Sometimes we feel strong. And then a comment, an action, a missed opportunity, an unexpected reaction makes us fall back into weakness.

Sometimes we feel weak. And then a comment, an action, an unexpected opportunity, a kind reaction makes our strength evolve to new heights.

We were not strong, we were not weak.

The most we can hope is to be aware enough to appreciate these fluctuations, and understand that in the end it was always us.

Solution mode

Few things we should avoid saying in response to somebody who is coming to us with an issue.

You are wrong.

Don’t worry.

You are looking at it in the wrong way.

Well, that’s life!

What were you expecting?

I have no idea what you are talking about.

It happens to me all the time, but worst.

And it’s not that we should avoid them because they are mean, or wrong, or not helpful. We should avoid them because they do not allow the space for a deep conversation to happen.

The person coming to you will not learn anything new about how they feel and what the issue exactly is. You will not learn anything new about how you feel and what the issue exactly is. And perhaps even more importantly, the next time the person will not come to you to express concern.

Try instead unlocking deeper layers with open questions.

How does that make you feel?

That sounds important, tell me more about it.

It feels like a lot to take, what do you think?

And of course, sit down and truly listen. You cannot solve this right there.

Ramble

Be careful when you speak without having your ideas clear.

Particularly if you are in a position of power.

Too often half formulated ideas, biased opinions, personal preferences become some sort of a norm in a small, vertical group. And the norm is always difficult to challenge and to change.

You owe it to the people around you.

If all you can do now is ramble, now is a good time to let others talk.

P.S.: How worst is this nowadays with the widespread use of tools such as Slack or Teams! It would really be great if companies would stop to look at tools as solutions, and rather train their people in their usage and best practices. Companies are not ready for instant communication.

Absolute

If we want to grow, we need feedback. And if we want to learn from feedback, we need to stop taking it as absolute.
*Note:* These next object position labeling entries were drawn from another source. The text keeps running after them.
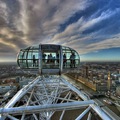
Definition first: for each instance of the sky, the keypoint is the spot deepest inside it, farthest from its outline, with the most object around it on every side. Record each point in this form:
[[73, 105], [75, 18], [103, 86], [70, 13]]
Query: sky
[[91, 27]]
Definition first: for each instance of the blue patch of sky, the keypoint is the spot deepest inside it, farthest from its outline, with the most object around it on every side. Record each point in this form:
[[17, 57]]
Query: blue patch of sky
[[111, 54]]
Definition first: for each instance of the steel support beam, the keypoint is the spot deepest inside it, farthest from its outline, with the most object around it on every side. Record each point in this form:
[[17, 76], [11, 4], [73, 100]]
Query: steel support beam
[[56, 107]]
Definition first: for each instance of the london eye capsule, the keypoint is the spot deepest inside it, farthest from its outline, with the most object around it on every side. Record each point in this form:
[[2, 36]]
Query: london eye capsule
[[48, 59]]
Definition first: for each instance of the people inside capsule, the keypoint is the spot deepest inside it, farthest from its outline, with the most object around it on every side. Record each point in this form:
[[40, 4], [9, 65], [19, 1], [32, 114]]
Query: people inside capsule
[[34, 61], [64, 60], [57, 57], [72, 60], [44, 57]]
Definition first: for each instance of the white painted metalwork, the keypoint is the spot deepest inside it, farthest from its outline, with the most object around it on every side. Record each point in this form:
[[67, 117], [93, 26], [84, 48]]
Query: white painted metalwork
[[44, 96]]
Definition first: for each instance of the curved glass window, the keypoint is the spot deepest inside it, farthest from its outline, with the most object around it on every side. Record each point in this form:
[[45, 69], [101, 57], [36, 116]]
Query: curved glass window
[[47, 56], [70, 58]]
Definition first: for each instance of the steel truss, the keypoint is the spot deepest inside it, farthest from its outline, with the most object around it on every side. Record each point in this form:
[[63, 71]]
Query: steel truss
[[44, 96]]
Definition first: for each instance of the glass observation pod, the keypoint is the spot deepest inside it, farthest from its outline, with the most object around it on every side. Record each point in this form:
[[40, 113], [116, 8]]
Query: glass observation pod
[[48, 59]]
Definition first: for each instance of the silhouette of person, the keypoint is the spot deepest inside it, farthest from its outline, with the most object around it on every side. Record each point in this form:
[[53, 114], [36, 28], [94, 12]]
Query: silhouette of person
[[64, 60], [34, 61]]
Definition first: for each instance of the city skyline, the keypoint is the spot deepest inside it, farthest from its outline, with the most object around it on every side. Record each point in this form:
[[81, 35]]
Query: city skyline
[[90, 27]]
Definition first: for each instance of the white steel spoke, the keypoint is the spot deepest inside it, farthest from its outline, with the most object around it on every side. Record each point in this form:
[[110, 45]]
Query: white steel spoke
[[42, 97]]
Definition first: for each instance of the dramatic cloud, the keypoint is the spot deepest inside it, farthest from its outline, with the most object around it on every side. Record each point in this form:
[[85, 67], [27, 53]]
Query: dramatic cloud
[[85, 25]]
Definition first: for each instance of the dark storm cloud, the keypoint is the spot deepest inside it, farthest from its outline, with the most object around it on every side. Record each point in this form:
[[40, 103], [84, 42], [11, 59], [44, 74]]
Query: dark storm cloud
[[89, 28]]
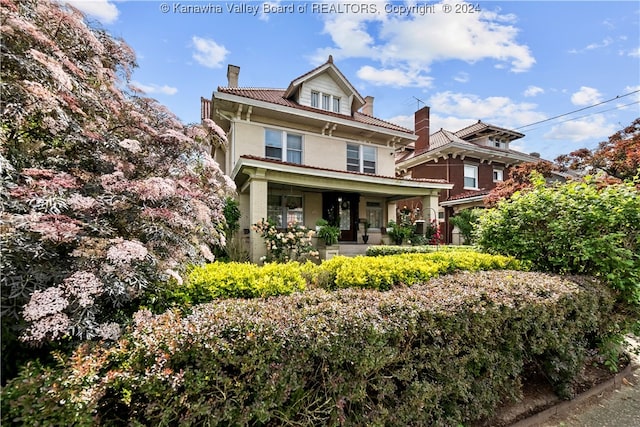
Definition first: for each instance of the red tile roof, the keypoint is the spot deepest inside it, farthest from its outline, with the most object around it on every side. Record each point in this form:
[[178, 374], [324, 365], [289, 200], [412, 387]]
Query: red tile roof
[[275, 96], [469, 194]]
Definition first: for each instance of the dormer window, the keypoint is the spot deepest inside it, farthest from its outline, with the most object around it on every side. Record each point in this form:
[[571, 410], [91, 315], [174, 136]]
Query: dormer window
[[497, 144], [325, 101], [336, 104]]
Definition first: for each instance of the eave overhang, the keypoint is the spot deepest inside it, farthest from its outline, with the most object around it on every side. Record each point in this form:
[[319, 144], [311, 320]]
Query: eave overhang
[[318, 179], [467, 150]]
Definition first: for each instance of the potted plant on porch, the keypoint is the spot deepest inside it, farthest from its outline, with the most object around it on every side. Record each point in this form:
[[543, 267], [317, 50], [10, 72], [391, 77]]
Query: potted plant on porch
[[365, 236], [328, 236]]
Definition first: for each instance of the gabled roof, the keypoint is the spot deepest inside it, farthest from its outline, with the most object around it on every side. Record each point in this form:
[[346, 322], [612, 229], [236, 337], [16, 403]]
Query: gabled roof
[[444, 137], [277, 96], [334, 72], [481, 129]]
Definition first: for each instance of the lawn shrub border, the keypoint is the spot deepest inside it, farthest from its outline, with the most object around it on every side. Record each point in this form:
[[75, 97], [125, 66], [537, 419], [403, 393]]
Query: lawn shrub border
[[442, 353]]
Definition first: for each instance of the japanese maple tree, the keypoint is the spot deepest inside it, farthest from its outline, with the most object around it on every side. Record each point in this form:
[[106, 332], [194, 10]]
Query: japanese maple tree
[[618, 157], [519, 179], [105, 193]]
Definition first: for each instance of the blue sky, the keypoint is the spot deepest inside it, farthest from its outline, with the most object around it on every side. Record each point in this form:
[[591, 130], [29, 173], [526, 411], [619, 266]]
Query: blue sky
[[508, 63]]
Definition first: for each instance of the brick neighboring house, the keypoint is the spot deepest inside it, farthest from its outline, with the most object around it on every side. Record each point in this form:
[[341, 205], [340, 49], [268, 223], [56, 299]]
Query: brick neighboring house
[[474, 159], [312, 150]]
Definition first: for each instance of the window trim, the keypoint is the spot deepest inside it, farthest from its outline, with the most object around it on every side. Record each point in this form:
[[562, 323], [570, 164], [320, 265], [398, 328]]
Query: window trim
[[284, 145], [361, 160], [475, 177]]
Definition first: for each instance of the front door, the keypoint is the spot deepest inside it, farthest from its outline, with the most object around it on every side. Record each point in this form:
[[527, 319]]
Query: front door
[[341, 209]]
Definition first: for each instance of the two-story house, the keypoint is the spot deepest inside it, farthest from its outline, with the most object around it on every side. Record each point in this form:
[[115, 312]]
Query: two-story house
[[474, 159], [313, 150]]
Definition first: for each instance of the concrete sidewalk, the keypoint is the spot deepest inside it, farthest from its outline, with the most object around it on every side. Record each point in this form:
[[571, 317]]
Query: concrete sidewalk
[[615, 403]]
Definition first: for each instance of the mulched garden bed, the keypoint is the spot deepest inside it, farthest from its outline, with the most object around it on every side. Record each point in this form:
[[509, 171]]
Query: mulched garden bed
[[538, 394]]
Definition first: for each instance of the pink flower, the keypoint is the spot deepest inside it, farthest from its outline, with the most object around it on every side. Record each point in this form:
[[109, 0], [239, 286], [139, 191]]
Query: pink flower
[[125, 251], [45, 303], [84, 286], [57, 228]]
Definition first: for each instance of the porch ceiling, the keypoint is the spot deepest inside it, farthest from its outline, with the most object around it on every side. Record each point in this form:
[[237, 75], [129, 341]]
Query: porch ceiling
[[323, 180]]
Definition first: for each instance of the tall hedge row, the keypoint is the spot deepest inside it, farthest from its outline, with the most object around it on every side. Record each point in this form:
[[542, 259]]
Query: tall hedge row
[[445, 352]]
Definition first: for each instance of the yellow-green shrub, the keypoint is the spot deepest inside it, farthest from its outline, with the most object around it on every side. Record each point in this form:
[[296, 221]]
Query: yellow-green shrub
[[242, 280], [385, 272]]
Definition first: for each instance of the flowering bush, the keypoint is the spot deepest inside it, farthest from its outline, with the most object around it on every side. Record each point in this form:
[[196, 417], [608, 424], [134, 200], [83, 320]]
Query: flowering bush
[[445, 353], [294, 243], [104, 192]]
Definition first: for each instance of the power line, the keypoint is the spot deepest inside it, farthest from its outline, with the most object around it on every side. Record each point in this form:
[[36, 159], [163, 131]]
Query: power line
[[586, 115], [577, 111]]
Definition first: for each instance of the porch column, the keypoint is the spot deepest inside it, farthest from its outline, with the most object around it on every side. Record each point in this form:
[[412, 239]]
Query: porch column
[[392, 207], [257, 212], [430, 207]]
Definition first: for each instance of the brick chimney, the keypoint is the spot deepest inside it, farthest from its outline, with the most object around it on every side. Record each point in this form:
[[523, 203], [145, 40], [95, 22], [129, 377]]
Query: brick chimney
[[421, 126], [367, 108], [233, 71]]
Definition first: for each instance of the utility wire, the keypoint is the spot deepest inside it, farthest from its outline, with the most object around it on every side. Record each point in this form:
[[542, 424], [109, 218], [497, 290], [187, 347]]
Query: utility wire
[[578, 110], [582, 117]]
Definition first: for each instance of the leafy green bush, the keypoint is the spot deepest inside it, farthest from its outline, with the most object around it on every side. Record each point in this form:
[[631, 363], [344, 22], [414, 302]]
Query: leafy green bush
[[380, 250], [577, 228], [440, 354], [466, 221]]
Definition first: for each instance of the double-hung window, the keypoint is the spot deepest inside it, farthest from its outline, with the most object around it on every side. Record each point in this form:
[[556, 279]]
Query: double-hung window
[[283, 146], [471, 177], [361, 158], [283, 210], [336, 104], [325, 101]]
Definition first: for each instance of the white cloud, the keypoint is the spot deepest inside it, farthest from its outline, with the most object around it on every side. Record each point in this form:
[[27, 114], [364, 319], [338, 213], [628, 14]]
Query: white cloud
[[208, 52], [586, 96], [462, 77], [533, 91], [102, 10], [497, 110], [413, 42], [155, 89], [593, 127], [395, 77]]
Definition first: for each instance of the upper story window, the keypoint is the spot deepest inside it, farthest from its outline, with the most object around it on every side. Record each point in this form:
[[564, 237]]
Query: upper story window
[[325, 101], [336, 104], [471, 177], [497, 144], [283, 146], [361, 158]]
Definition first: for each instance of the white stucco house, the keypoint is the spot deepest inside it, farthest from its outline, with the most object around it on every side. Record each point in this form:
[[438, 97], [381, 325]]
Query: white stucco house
[[312, 150]]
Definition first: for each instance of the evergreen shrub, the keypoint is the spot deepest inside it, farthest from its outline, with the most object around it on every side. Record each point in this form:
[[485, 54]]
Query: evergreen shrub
[[581, 227], [443, 353]]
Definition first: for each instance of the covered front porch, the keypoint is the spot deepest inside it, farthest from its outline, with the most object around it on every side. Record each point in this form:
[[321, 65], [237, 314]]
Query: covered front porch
[[285, 193]]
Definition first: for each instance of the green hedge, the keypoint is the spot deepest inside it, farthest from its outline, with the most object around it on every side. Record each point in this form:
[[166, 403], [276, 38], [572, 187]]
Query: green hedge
[[446, 352], [381, 250]]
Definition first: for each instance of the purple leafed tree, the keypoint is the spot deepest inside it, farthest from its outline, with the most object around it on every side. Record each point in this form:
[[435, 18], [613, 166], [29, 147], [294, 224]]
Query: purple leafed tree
[[106, 195]]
It is human to want to protect one’s work, reputation, identity. But that often leads us to see feedback as totally negative (or totally positive). We need to be able to identify the pieces of feedback we can use to improve and grow, while at the same time leaving out the pieces of feedback that are irrelevant or that we do not believe in (yet?).

Start thinking about who is giving the feedback and how much of what they are saying you do agree with. Receiving feedback is a muscle that can be trained.

Agree and disagree

Always make an effort to start with what you agree on.

We are wired to focus on the negative feedback, on the opposite opinions, on the rejections, on the new ideas. And so, we need intention to spot agreement.

Next time you get a difficult email, a new plan, a lengthy piece of feedback, a written comment, the notes from a difficult conversation, the minutes of a heated meeting. Print it out, take two markers of different color, highlight what you agree on with one and what you disagree on with the other.

Be honest and impartial. You will have set yourself on a learning path.